The exhibition, which showed the work of 15 artists, including Vija Celmins, Robert Gober, Félix González-Torres, Mary McIntyre, Nan Goldin, Vivienne Dick and Dorothy Cross, was curated around the work of the Irish artist William McKeown, who died, aged 49, in 2011, and was prefaced by a fragment by Walt Whitman that McKeown was fond of quoting: “The untold want, by life and land ne’er granted / Now, Voyager, sail though forth, to seek and find.” McKeown’s delicate, spare paintings carry a sense of vulnerability, and a yearning to grasp what can’t be touched or held.

Deceptively gentle, the exhibition had a cumulative strength. Robert Gober’s Untitled (1977), a composition typical of that artist, included a drain sunk into the gallery floor, on top of which was a small cast-plastic child’s chair, topped again by a gaily floral box of tissues. It spoke of small tragedies, with enough tears to swamp the drains and then disappear to mingle in the sewers. The lack of obvious narrative gave the work the capacity to touch on all the untold wants you have ever felt.

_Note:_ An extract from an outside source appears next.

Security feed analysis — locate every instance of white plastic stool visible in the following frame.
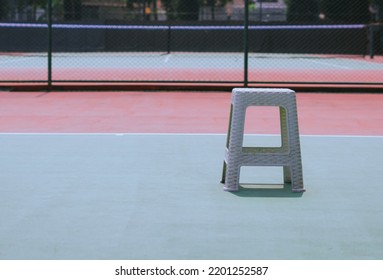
[221,88,305,192]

Nearby, twin stacks of paper carried a pair of messages: “Nowhere better than this place”; “Somewhere better than this place”. They were free to take away. Which of the piles in Félix González-Torres’s Untitled (1989-90) would shrink fastest? I imagine they went down at the same rate. Stay put or continue to search: who can really choose between the two? No wonder we remain caught in the middle. This was one of the works the artist made in order to, as he put it in a 1993 interview with Tim Rollins, disappear completely. “It was also about trying to be a threat to the art-marketing system, and also, to be really honest, it was about being generous to a certain extent. I wanted people to have my work.”

In a world supersaturated by commercial agendas, there’s a vital point to the seemingly pointless. Art shouldn’t be ignored until someone decides they want to pay an insane amount of money for it, or is proved to boost tourism, and not everything can be commodified. Galleries are still free to visit, and sometimes they can even give us back what Kavanagh was looking for in Advent: “the newness that was in every stale thing”. Now that’s something worth wanting.